Termino e reafirmo que é a minha opinião aqui expressa.
Um abraço
Henrique Cerqueira

Anónimo disse...

Nunca percebi o porquê das praxes (talvez falta de inteligência minha). Se há algum momento em que a ajuda que alguém nos podem dar é importante, é certamente, quando estamos num síto em que tudo para nós é desconhecido, por mais pequena que seja essa ajuda para quem a recebe tem um valor enorme que dificilmente será esquecida.

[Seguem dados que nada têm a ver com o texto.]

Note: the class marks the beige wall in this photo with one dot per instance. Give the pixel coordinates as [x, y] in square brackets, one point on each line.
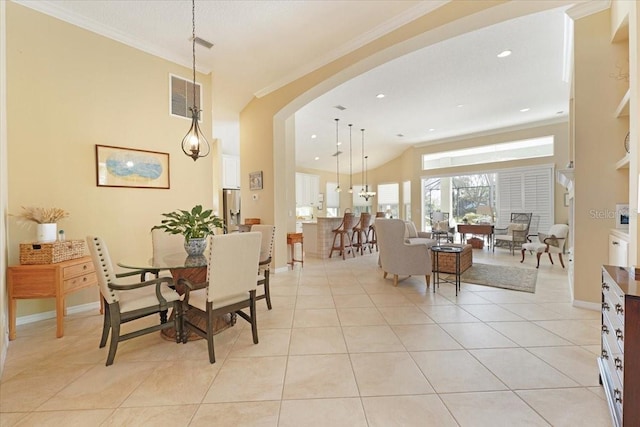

Nunca fui praxado, mas assisti a algumas situações dessas, em que para além de me sentir revoltado, apoderava-se mim uma tristeza enorme, de ver como algumas pessoas desprovidas de bom senso, usavam de meios a todos os titulos lamentavéis para quem estava a passar por momentos dificeis, em que uma simples palavra de apoio seria importante, mais ainda quando em situações de guerra. Parece ser esta uma opinião minoritaria: mas é a minha...

António Eduardo Ferreira

Henrique Cerqueira disse...

Nem de propósito:(infelizmente)
Hoje mesmo no Jornal de Noticias do Porto e na ultima página.
"Alunas em coma levam á suspensão de praxe académica"....alunas hospitalizadas em coma alcoólico,depois de terem participado no "rali das tascas"...
Mas agora pergunto eu ??? Só depois de hospitalização ou quem sabe talvês mortes é que se suspendem as praxes ???
Desculpem lá os defensores das praxes mas esta foi só mais uma achega ao polémico assunto.